What I Was Working On
In this painting, one thing was on my mind: I have a tendency to let cloud forms become rows and layers. This comes from nature itself—clouds do form in layers. But when you’re interpreting a reference onto the canvas, the abstraction involved can make the row thing take on its own identity. It becomes a pattern that was never apparent in the reference. That’s a problem I’ve noticed, and I’m always trying to improve it.
There are plenty of other challenges in every painting. But what I think about on a daily basis is that I need to get in there and make a painting. Because the more you paint, the better you get. No other way around it.
Working Matters
This week I wanted to paint because I didn’t feel like I’d done quite enough paintings. Nobody’s measuring my output except me. And honestly, I don’t care much about what happened last month or two months ago. I’m interested in what’s going on in the recent past and what’s going to happen in the near future.
Sometimes they’re going to be well regarded. Sometimes they’re awesome. Sometimes less so. But here’s what happens when you show up and do the work on a regular basis: the bad ones are less bad, and the overall quality is far greater.
You’ll still occasionally do something extremely excellent. I don’t get too hung up about that because I understand that everything has to align for a painting to be successful. You need the right mental outlook. You need to decide to paint that day. You need time dedicated to actually finish paintings. And then you need to deal with the fact that you sacrificed your time and effort, but not all the paintings measure up.
The Speed Problem
This is not naturally human. We’ve forgotten what we used to know: that good things take a while. Developing the skills to create something beautiful and masterful takes time. But technology has changed expectations. Now so many things can be accomplished very rapidly with quality that’s good enough or better than average.
You could just go to an AI, type in “a beautiful tonalist landscape in the style of Michael Francis McCarthy,” and get a painting. It’s not real painting. It’s not made in the real world. You didn’t do much except type a prompt.
Some people find that satisfying. They put their name on it. We think of them as fools because we’re painters. We know it’s involved. We know that to make something even mediocre requires quite a lot of effort. And it’s time and effort well spent. That’s the difference between making something and typing a prompt.
Honest Assessment
When I look at my older work, I feel a sense of pride sometimes. Other times I see things I could have done better. Be honest with yourself about the level of your work. Where you were, where you are now, where you’re going.

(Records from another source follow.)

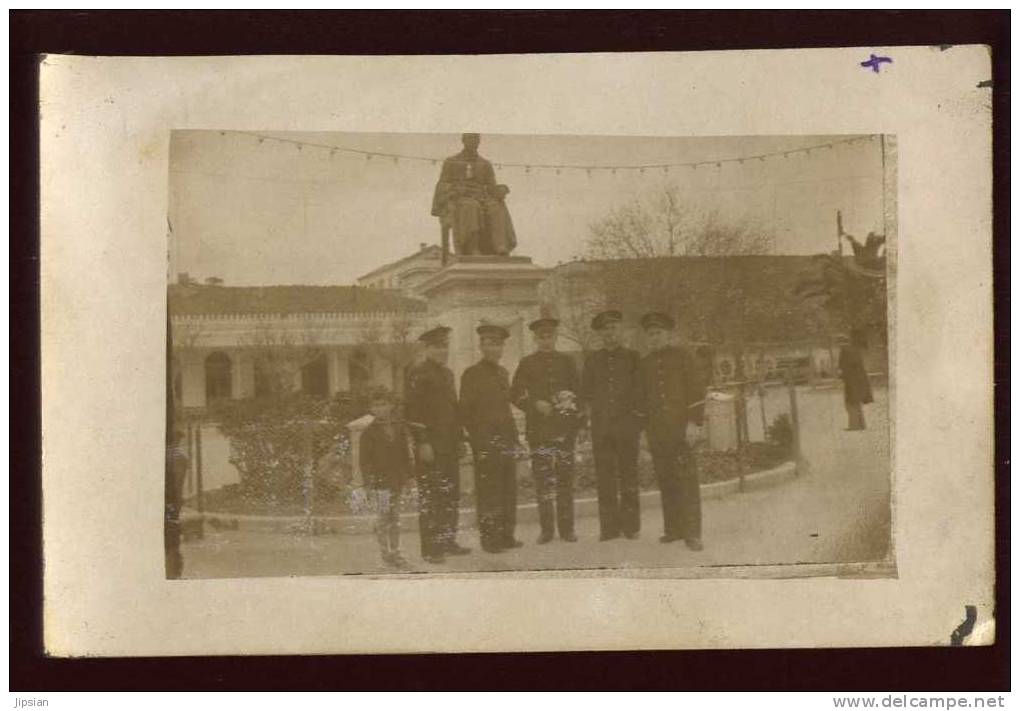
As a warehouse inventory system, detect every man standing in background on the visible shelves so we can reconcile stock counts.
[406,325,470,563]
[641,312,706,551]
[510,318,579,544]
[581,310,641,541]
[460,323,523,553]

It matters.
You’re going to reach a point where you should be getting better but you seem to be going backward. You look at things you’ve done in the past that you thought were better, and you think maybe they should be automatically better now. There are a lot of reasons for that. I’ve run into it.
Here’s what I say about that: just make another painting.
Every day is a new day. Every painting is a new chance to express yourself. That’s the name of the game. Expressing yourself with some mastery. Making something that is beautiful. That’s worthwhile.
It’s not easy to do. I’m not the channel that tells you it’s easy. But it’s not the most impossible thing either. You don’t have to be a genius. All you really have to do is show up on the regular and do it.
The more you temper—meaning the more you second-guess, hesitate, wait for the perfect conditions—the less you paint. Prime the pump. Paint. That’s what matters.
Stay out of trouble. And fight the power.